On the Shabbat of October 27, 2018, a white supremacist stormed into the Tree of Life Synagogue in Pittsburgh, Pennsylvania, and killed 11 elderly Jewish people, resulting in what is considered the deadliest antisemitic attack in American history. Five years later, the verdict came: a federal jury, made up of 12 jurors, pronounced the death sentence for Robert Bowers, now 50.
He didn’t apologize or express regret for what he did, instead his lawyers tried to argue that he had a difficult and traumatic childhood, tried to kill himself as a teenager and suffered from schizophrenia. But the jurors didn’t flinch.

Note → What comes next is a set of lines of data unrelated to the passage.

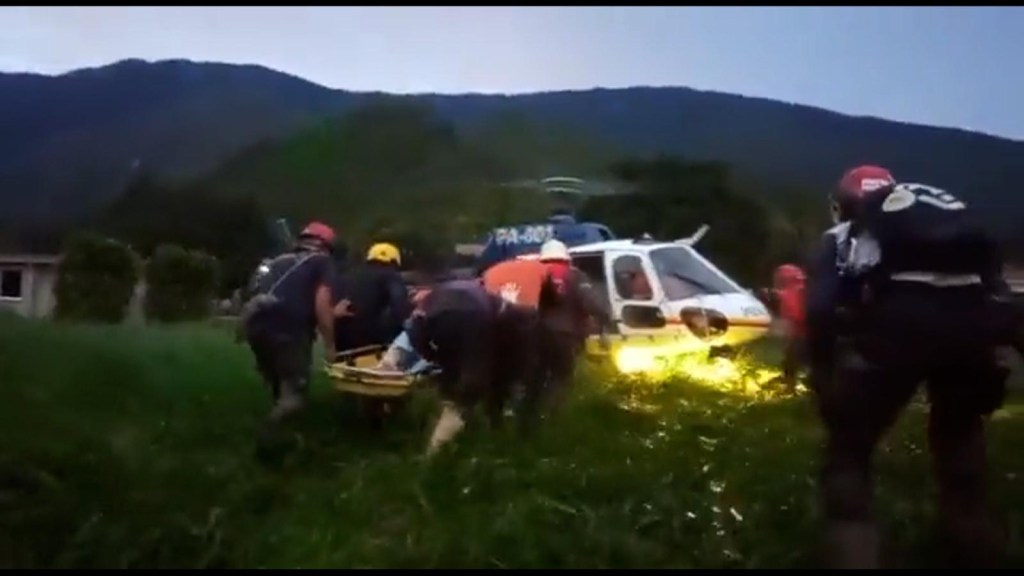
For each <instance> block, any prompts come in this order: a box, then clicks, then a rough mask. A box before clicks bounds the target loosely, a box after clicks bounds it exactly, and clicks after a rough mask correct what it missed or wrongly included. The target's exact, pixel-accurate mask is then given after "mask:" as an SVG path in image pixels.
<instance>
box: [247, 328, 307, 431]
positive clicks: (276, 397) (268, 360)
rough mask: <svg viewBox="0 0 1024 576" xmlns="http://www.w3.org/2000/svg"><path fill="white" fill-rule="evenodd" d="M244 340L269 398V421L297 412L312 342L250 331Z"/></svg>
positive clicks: (277, 418)
mask: <svg viewBox="0 0 1024 576" xmlns="http://www.w3.org/2000/svg"><path fill="white" fill-rule="evenodd" d="M247 340H248V343H249V347H250V349H252V352H253V356H254V357H255V359H256V367H257V369H258V370H259V373H260V376H262V378H263V381H264V382H265V384H266V386H267V388H268V390H269V392H270V396H271V398H272V399H273V408H272V409H271V412H270V419H271V420H273V421H279V420H282V419H283V418H285V417H286V416H287V415H289V414H291V413H293V412H295V411H297V410H300V409H301V408H302V407H303V406H304V404H305V397H306V394H307V390H308V387H309V371H310V363H311V358H312V339H311V338H309V337H301V336H296V335H288V334H280V333H273V332H268V331H261V332H250V333H249V334H248V335H247Z"/></svg>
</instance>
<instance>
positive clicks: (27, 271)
mask: <svg viewBox="0 0 1024 576" xmlns="http://www.w3.org/2000/svg"><path fill="white" fill-rule="evenodd" d="M59 261H60V257H59V256H56V255H41V254H0V310H3V311H10V312H13V313H14V314H17V315H19V316H24V317H28V318H48V317H49V316H50V315H51V314H52V313H53V307H54V305H55V304H56V298H54V296H53V289H54V288H55V286H56V279H57V274H56V272H57V263H58V262H59Z"/></svg>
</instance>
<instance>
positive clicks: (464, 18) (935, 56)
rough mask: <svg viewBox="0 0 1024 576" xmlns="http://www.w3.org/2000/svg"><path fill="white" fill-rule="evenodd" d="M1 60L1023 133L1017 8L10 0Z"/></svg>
mask: <svg viewBox="0 0 1024 576" xmlns="http://www.w3.org/2000/svg"><path fill="white" fill-rule="evenodd" d="M0 29H2V30H3V33H2V34H0V71H6V72H13V71H18V72H27V71H28V72H41V73H46V74H57V73H62V72H67V71H69V70H73V69H76V68H83V67H92V66H100V65H104V64H110V63H112V61H115V60H119V59H123V58H128V57H138V58H144V59H163V58H179V57H183V58H190V59H196V60H215V61H227V63H246V64H260V65H263V66H266V67H269V68H272V69H276V70H281V71H285V72H288V73H291V74H294V75H296V76H300V77H302V78H306V79H308V80H311V81H313V82H317V83H319V84H324V85H326V86H331V87H334V88H349V89H355V90H371V89H373V90H385V91H394V92H422V91H437V92H466V91H475V92H528V91H537V90H554V89H560V88H588V87H593V86H606V87H621V86H634V85H656V86H668V85H683V86H692V87H695V88H703V89H713V90H719V91H724V92H735V93H740V94H748V95H757V96H765V97H771V98H777V99H782V100H787V101H796V102H801V104H809V105H813V106H819V107H822V108H826V109H830V110H836V111H839V112H844V113H848V114H856V115H871V116H880V117H883V118H890V119H895V120H903V121H909V122H918V123H923V124H934V125H941V126H956V127H962V128H968V129H975V130H981V131H984V132H988V133H992V134H998V135H1004V136H1009V137H1014V138H1017V139H1024V8H1020V7H1006V8H967V7H964V8H881V7H873V8H872V7H857V8H824V7H810V8H777V7H773V8H689V7H652V8H638V7H617V8H615V7H602V8H596V7H595V8H565V7H551V8H518V7H475V8H451V7H449V8H444V7H435V8H398V7H382V8H355V7H287V8H284V7H282V8H224V7H214V8H209V7H140V8H116V7H75V8H56V7H40V8H37V7H0Z"/></svg>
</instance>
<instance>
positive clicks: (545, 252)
mask: <svg viewBox="0 0 1024 576" xmlns="http://www.w3.org/2000/svg"><path fill="white" fill-rule="evenodd" d="M541 260H561V261H564V262H567V261H569V260H571V258H570V257H569V249H568V248H567V247H566V246H565V244H564V243H563V242H561V241H559V240H554V239H552V240H549V241H547V242H545V243H544V244H543V245H542V246H541Z"/></svg>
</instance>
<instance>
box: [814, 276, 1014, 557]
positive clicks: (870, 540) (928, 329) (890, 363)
mask: <svg viewBox="0 0 1024 576" xmlns="http://www.w3.org/2000/svg"><path fill="white" fill-rule="evenodd" d="M930 290H931V291H929V290H927V289H918V290H914V289H902V292H897V291H896V290H892V291H891V292H890V293H888V294H885V295H882V296H880V297H879V298H878V300H877V301H876V302H874V303H872V305H871V307H870V310H869V311H868V312H866V313H865V317H864V322H863V324H862V327H863V329H862V330H860V331H859V332H858V334H857V335H856V336H855V337H854V338H853V339H852V341H851V343H850V345H849V346H848V347H846V348H845V349H842V351H841V352H840V354H839V358H838V360H837V362H836V365H835V367H834V369H835V373H834V374H831V377H830V378H829V377H820V376H821V375H820V374H819V375H818V377H816V378H815V380H816V381H818V382H821V383H820V385H818V386H816V389H815V392H816V393H817V394H816V397H817V400H818V408H819V411H820V415H821V418H822V421H823V423H824V427H825V433H826V441H825V448H824V458H823V462H822V468H821V484H820V488H821V494H822V497H823V506H824V513H825V519H826V523H827V527H826V539H827V547H828V551H829V556H830V559H831V561H833V563H835V565H836V567H839V568H858V567H861V568H868V567H872V566H876V565H877V563H878V561H879V559H878V556H879V542H878V534H877V532H876V527H874V523H873V518H872V510H871V504H872V500H873V493H872V490H873V489H872V472H871V460H872V456H873V454H874V451H876V448H877V447H878V445H879V442H880V441H881V439H882V438H883V436H884V435H885V434H886V431H887V430H888V429H889V428H890V427H891V426H892V424H893V423H894V422H895V420H896V419H897V417H898V416H899V414H900V413H901V412H902V410H903V409H904V408H905V406H906V405H907V404H908V403H909V401H910V400H911V398H912V397H913V395H914V393H915V392H916V389H918V387H919V385H920V384H921V383H922V382H924V383H925V385H926V389H927V393H928V400H929V403H930V405H931V406H930V413H929V422H928V437H929V447H930V450H931V454H932V465H933V468H934V472H935V475H936V478H937V481H938V485H939V493H938V508H939V516H940V523H941V528H942V532H943V535H944V536H945V537H946V539H947V544H948V545H947V546H946V547H945V548H944V549H947V550H949V551H951V552H953V554H952V558H951V559H950V560H951V561H953V562H955V563H956V564H964V565H968V566H984V565H987V564H990V563H992V562H997V560H996V559H997V558H998V554H999V552H1000V550H1001V545H1002V539H1001V538H1002V537H1001V534H1000V530H999V529H998V527H997V524H996V522H995V520H994V518H993V517H992V516H991V513H990V511H989V509H988V501H987V493H986V478H985V475H986V465H987V464H986V454H985V433H984V417H985V416H986V415H988V414H990V413H991V412H992V411H994V410H995V409H997V408H998V407H999V406H1000V405H1001V403H1002V400H1004V398H1005V395H1006V378H1007V374H1008V371H1007V370H1006V369H1004V368H1002V367H1000V366H998V365H997V364H996V362H995V354H994V353H995V348H994V345H993V344H992V341H991V339H990V338H989V337H988V334H990V326H991V324H990V321H991V315H990V310H989V308H988V307H987V304H986V302H985V300H984V298H983V297H980V296H978V295H977V294H976V293H973V292H971V291H970V290H968V289H963V288H962V289H955V290H952V291H950V290H949V289H946V291H943V292H938V291H936V290H937V289H934V288H931V289H930Z"/></svg>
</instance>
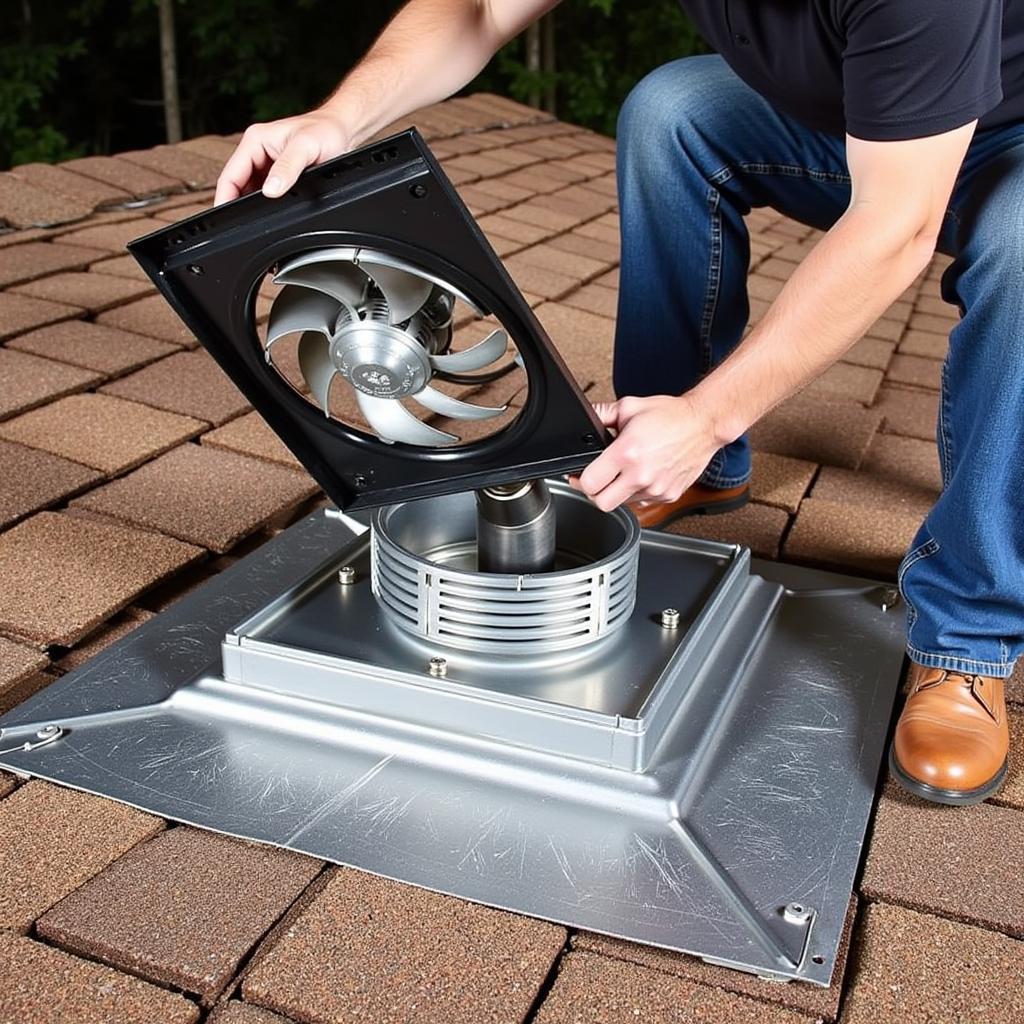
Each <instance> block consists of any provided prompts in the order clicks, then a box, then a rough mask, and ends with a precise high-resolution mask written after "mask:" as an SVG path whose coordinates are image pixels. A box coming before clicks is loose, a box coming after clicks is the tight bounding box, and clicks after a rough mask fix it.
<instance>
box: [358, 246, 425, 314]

They confirmed again the 63 criminal counts he was convicted on five years ago and they delivered the verdict in under 10 hours of deliberation.
Before committing this hateful massacre, he announced on his social media what he was about to do, as a manifesto: “I can’t sit by and watch my people get slaughtered. Screw your optics, I’m going in”. He went to one of the largest and most historic Jewish communities in the US, while members of three congregations had gathered for Shabbat worship and study, with an AR-15 rifle and three handguns. And then opened fire. In addition to the 11 people he killed, he wounded two worshippers and five responding police officers.
Despite the possible and unnecessary trauma this trial could involve, the family of two victims, Rose Mallinger, a 97-year-old who was killed in the attack, and Andrea Wedner, her daughter, who was wounded , released a statement to thank the jury.
“Although we will never attain closure from the loss of our beloved Rose Mallinger, we now feel a measure of justice has been served”.